A fast approach: vectorized pandas methods

Pandas can do these operations in compiled code (fast).

def euclid_distance_vec(v1, v2):
    v1 = np.asarray(v1, dtype=float)
    v2 = np.asarray(v2, dtype=float)

    return np.sqrt(np.sum((v1 - v2) ** 2))

Time it:

(_, t_faster) = timed(distance_matrix_df, hspc_data_tiny , euclid_distance_vec )
print("faster:", t_faster)

You should usually see a big speedup.


But there are also specialized function that operate on the full matrix:

from scipy.spatial.distance import pdist, squareform

def vectorized_dist(data):
    """
    data: a numpy array (rows = features, cols = observations)
    returns: full (nrow x nrow) Euclidean distance matrix as numpy array
    """
    # upper triangle (condensed form)
    upper = pdist(data, metric="euclidean")

    # convert to full symmetric matrix
    D = squareform(upper)

    return D

I am sure by now you can check the run time without my help.

Would it be feasable to process all 4170 rows with this fastest function?


The key lesson

For numerical work:

✅ Prefer built-in pandas/NumPy methods
❌ Avoid Python loops over rows/columns

If not 100% sure you know all about the possible libraries you could use I recommend asking an AI tool for the max speed up in your function.


Interpreting the result

Usually:

  • vectorized version is very fast
  • pure python as well as manual for loops are much slower

Why?
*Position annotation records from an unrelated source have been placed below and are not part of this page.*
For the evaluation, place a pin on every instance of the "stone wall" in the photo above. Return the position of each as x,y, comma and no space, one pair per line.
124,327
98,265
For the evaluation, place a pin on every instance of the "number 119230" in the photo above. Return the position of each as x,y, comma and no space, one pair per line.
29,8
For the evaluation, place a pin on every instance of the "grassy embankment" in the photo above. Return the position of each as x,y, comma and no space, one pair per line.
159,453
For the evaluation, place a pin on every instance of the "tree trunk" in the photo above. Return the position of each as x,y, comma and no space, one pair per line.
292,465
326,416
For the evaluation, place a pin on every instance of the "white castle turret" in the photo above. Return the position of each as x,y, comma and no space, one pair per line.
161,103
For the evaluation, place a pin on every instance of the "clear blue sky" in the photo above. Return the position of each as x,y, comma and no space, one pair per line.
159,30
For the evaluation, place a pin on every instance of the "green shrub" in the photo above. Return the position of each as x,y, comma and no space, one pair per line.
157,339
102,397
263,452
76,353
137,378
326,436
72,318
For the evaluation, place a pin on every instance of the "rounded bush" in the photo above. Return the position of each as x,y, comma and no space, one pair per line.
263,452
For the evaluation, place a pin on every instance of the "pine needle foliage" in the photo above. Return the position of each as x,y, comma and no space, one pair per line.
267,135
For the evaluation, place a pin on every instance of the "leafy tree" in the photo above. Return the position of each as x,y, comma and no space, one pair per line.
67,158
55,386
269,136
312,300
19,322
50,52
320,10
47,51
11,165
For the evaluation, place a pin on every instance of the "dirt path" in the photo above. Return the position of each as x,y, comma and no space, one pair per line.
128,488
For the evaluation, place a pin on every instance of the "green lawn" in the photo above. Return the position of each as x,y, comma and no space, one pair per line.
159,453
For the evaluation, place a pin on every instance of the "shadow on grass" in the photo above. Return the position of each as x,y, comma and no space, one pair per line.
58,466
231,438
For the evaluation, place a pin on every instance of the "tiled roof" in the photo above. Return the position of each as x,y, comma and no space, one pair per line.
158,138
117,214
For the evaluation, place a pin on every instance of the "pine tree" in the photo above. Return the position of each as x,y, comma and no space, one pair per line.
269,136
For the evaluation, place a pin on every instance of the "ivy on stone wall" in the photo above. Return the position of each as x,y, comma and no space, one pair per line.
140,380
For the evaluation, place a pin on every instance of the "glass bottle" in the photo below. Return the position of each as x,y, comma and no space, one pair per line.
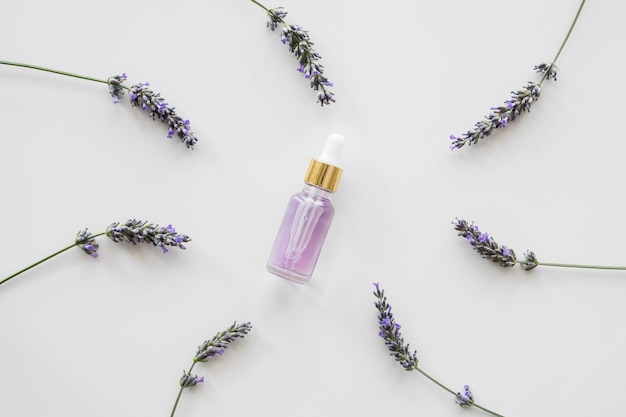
308,217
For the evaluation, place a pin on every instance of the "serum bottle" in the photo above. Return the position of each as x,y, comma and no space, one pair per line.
308,217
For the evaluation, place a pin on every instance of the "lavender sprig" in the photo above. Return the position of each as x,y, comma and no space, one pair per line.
133,231
520,101
209,348
138,231
484,244
389,330
140,96
300,44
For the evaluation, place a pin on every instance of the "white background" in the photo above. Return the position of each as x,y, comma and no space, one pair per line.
110,337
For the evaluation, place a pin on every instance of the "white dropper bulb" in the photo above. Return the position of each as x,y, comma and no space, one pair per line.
331,154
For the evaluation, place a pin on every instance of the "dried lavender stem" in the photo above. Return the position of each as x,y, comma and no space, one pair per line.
569,32
46,258
180,391
54,71
454,393
562,265
260,5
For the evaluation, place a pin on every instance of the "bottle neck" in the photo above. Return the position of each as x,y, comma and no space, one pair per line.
320,192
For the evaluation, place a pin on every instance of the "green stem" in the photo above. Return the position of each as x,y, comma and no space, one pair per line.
260,5
47,257
54,71
180,391
561,265
569,32
493,413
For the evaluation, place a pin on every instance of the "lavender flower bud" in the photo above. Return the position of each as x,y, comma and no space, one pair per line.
390,332
519,102
218,343
115,87
189,380
484,244
531,261
137,231
549,70
141,96
465,399
86,243
300,44
275,16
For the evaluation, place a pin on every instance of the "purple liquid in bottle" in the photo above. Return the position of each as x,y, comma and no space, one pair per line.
307,219
302,234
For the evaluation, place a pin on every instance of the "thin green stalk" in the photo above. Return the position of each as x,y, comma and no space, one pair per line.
180,391
46,258
562,265
455,394
569,32
260,5
54,71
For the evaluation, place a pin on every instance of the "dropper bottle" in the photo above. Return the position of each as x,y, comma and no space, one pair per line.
308,217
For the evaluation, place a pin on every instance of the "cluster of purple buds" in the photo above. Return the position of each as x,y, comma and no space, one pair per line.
500,116
87,243
141,96
218,343
484,244
116,89
390,332
530,261
465,399
300,44
138,231
189,380
549,70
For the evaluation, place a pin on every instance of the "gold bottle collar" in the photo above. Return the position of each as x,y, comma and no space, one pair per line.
323,175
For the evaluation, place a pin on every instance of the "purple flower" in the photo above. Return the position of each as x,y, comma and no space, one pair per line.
389,330
142,96
138,231
485,244
189,380
116,89
300,44
500,116
549,70
218,343
87,243
530,261
465,399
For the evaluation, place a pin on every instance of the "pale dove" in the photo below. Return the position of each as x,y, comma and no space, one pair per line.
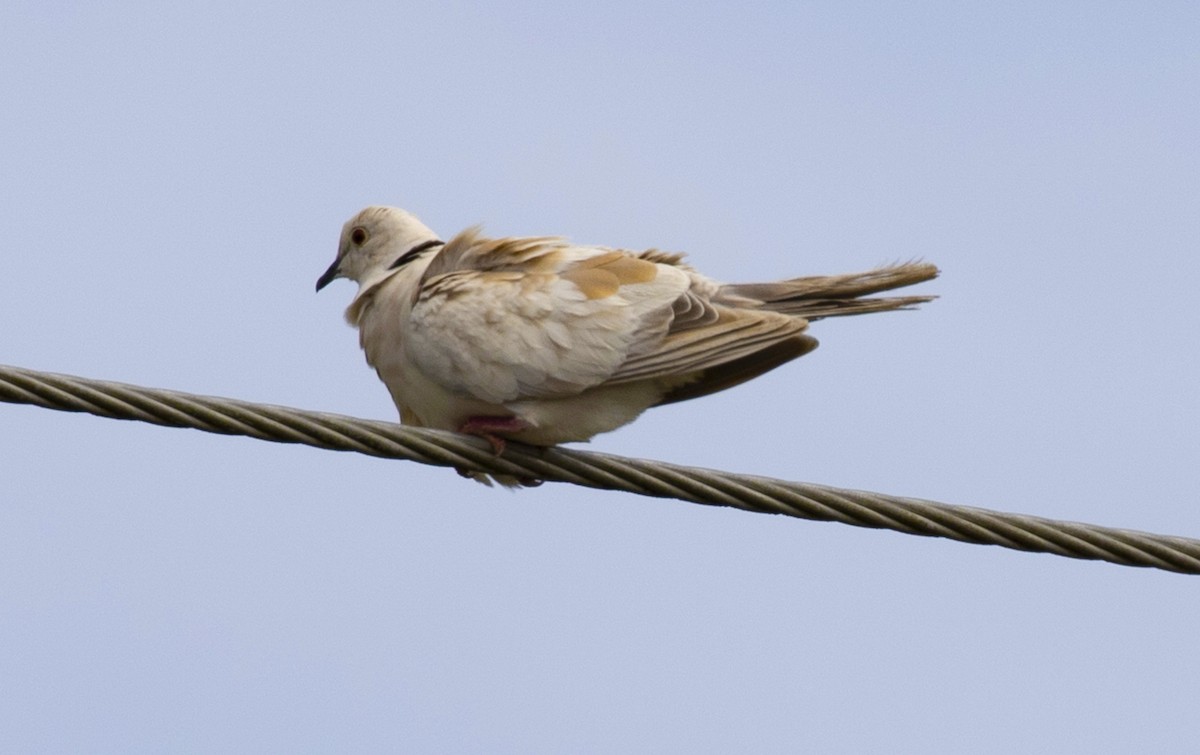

Because even a for loop calls Python code repeatedly whereas the vectorized function (c or fortran) works on one big memory block.


Exercise

Take the function vectorized_dist and convert it from using a numpy ndarray to using our own data structure. While doing that we should think about storing this data in our object. Currently this neighbor graph is nothing that we need repetetly, but it is rather costly to create. Instead of only returning the neighbor graph, store it in the dict, too.

Note: Mutable objects (like lists, dictionaries, and arrays) can be changed inside a function, while immutable objects (like numbers and strings) cannot. Think of it like "Small objects like numbers or strings can be copied, but putatively large ones like matrices or dictionaries should not be copied".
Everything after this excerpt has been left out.